As a first-time voter, he thinks there isn’t enough education around the electoral system.
“I don’t feel confident in voting. The way the whole system works – it’s like you are voting for a party and not the person,” he says, voicing his frustration.
“If I am voting for a certain person, and that person does not have a seat in Parliament then it is of no use. My vote becomes invalid unless I vote for the party.
“We definitely need a bit of education on the electoral system because it will allow us to see how the whole system works. I just know bits and pieces of how the system works. So, voter education awareness will help young voters like myself.”
Another youth, Dhruvkaran Nand, thinks the great unknown about the elections is intriguing.
“It’s going to be a very interesting election and we are looking forward to that,” says Nand without elaborating.
“I’ll be voting for the first time. My expectation is for a government that comes into power to be accountable and transparent – this will help move the nation forward.
“I am also very interested in people with disabilities. I am looking forward to what the government has in place for people living with disabilities. Creating a disability-friendly environment is very important,” says the young man who is living with a disability.
Words of warning
He has words of warning for those relying on social media alone.
“Social media is a great tool if it is used wisely. If you look at it from a global perspective, countries like India and the US are using those platforms to run their campaigns so that is probably a good thing,” he says.
“But you cannot believe what is on social media unless you have verified the information from reliable sources.”
Other young people show just how much they need to be educated about the elections.
Naomi Saurara of Suva is not interested in the elections because of the uncertain date.
“Right now I have no idea about the election because the election date hasn’t been set,” the Fiji National University student says.
However, her friend Kirisitiana Kula is aware and has read several policies.
“I have read the policies and some of them are good. It is up to us which government we vote in but I’m not sure what is going to happen after the election,” she says pondering the future.
“It depends on what government the people vote for because if you want a better future then you will pick the right government to take over.
“The young should care about the election because they need to focus on their future and think of others too.”
For Krishneel Krishna, it’s a matter of looking at the best benefit.
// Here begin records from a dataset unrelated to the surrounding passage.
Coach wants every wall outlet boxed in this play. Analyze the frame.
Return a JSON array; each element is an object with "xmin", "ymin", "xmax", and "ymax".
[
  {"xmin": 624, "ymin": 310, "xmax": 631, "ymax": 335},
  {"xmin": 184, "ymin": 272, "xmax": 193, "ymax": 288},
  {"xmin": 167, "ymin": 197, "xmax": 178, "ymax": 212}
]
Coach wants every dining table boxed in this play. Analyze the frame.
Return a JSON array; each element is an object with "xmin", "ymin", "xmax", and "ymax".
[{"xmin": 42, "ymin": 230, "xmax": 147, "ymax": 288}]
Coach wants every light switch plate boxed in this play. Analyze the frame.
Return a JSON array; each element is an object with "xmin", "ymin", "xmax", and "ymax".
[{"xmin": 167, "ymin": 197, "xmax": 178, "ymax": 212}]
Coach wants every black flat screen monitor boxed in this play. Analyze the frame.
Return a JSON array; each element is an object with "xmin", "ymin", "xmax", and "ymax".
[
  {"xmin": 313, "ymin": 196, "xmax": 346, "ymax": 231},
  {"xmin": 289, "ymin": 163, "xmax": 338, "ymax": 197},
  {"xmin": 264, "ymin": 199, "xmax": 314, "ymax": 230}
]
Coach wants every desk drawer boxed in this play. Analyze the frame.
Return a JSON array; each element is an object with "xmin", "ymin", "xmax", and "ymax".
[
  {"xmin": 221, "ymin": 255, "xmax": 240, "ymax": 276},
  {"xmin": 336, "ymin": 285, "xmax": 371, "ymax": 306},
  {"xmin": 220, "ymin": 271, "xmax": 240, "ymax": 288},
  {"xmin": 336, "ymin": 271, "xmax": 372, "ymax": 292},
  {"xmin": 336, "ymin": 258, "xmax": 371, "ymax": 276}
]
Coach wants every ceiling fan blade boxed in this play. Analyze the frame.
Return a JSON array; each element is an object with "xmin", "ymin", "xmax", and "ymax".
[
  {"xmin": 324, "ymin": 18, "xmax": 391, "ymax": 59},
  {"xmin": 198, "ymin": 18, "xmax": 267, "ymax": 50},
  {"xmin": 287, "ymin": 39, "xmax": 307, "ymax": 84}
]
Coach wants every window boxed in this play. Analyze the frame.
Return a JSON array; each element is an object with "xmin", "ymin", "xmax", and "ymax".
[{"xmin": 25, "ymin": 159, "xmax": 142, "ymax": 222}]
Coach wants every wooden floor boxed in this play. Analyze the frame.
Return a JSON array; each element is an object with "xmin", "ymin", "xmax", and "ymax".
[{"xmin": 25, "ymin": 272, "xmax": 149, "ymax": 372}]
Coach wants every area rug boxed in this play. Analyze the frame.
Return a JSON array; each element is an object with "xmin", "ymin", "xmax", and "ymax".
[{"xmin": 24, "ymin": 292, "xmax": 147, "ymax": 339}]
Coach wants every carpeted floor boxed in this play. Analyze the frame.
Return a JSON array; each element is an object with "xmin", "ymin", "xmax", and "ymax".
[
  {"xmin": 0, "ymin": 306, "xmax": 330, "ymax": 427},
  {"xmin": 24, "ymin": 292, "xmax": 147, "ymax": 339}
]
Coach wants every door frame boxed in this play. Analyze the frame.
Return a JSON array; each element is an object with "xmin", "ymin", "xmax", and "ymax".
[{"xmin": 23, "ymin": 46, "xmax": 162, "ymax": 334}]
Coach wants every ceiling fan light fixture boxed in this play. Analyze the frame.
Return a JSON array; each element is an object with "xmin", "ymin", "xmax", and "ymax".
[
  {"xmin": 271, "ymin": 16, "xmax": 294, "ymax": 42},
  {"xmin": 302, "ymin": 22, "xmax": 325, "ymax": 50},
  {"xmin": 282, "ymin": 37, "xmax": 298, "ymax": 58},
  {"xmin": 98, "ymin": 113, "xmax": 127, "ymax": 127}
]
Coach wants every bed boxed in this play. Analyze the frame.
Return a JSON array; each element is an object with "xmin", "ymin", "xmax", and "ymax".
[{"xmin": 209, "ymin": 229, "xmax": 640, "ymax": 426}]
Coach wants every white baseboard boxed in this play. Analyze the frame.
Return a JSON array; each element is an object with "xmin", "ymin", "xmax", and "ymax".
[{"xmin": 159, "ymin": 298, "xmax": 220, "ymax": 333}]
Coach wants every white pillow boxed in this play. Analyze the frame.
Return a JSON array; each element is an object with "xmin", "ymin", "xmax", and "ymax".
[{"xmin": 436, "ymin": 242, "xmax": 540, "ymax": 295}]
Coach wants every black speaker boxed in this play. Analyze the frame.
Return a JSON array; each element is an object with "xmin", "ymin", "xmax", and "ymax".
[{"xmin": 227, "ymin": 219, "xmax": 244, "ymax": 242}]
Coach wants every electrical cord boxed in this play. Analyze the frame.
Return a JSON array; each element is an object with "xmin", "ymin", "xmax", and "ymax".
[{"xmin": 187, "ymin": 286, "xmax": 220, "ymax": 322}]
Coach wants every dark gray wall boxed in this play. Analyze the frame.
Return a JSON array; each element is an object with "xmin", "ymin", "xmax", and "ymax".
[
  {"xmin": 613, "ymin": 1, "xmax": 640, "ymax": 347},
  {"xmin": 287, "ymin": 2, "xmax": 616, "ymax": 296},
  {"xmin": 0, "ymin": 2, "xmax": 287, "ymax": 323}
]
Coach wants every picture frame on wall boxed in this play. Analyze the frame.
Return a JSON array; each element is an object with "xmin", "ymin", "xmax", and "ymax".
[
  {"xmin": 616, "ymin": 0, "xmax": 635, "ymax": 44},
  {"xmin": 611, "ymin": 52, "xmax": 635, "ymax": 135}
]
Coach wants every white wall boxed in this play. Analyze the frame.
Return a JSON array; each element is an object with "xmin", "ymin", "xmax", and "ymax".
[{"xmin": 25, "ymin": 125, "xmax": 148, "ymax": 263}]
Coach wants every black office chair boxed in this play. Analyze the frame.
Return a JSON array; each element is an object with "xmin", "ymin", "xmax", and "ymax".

“We have to vote for the party which gives us benefits for our education,” he said.
“I will stay in Fiji if the wages are good, but if the wages aren’t up to our expectation then that’s a different story.”
There are many choices to be made when it comes to engaging and participating in a country’s national election. But for these Fijian youths, weighing in on the election is a whole new experience, one they know will have an impact on their future.
Sri Krishnamurthi is a journalist and Postgraduate Diploma in Communication Studies student at Auckland University of Technology. He is attached to The University of the South Pacific’s Journalism Programme, filing for USP’s Wansolwara News and the AUT Pacific Media Centre’s Asia Pacific Report.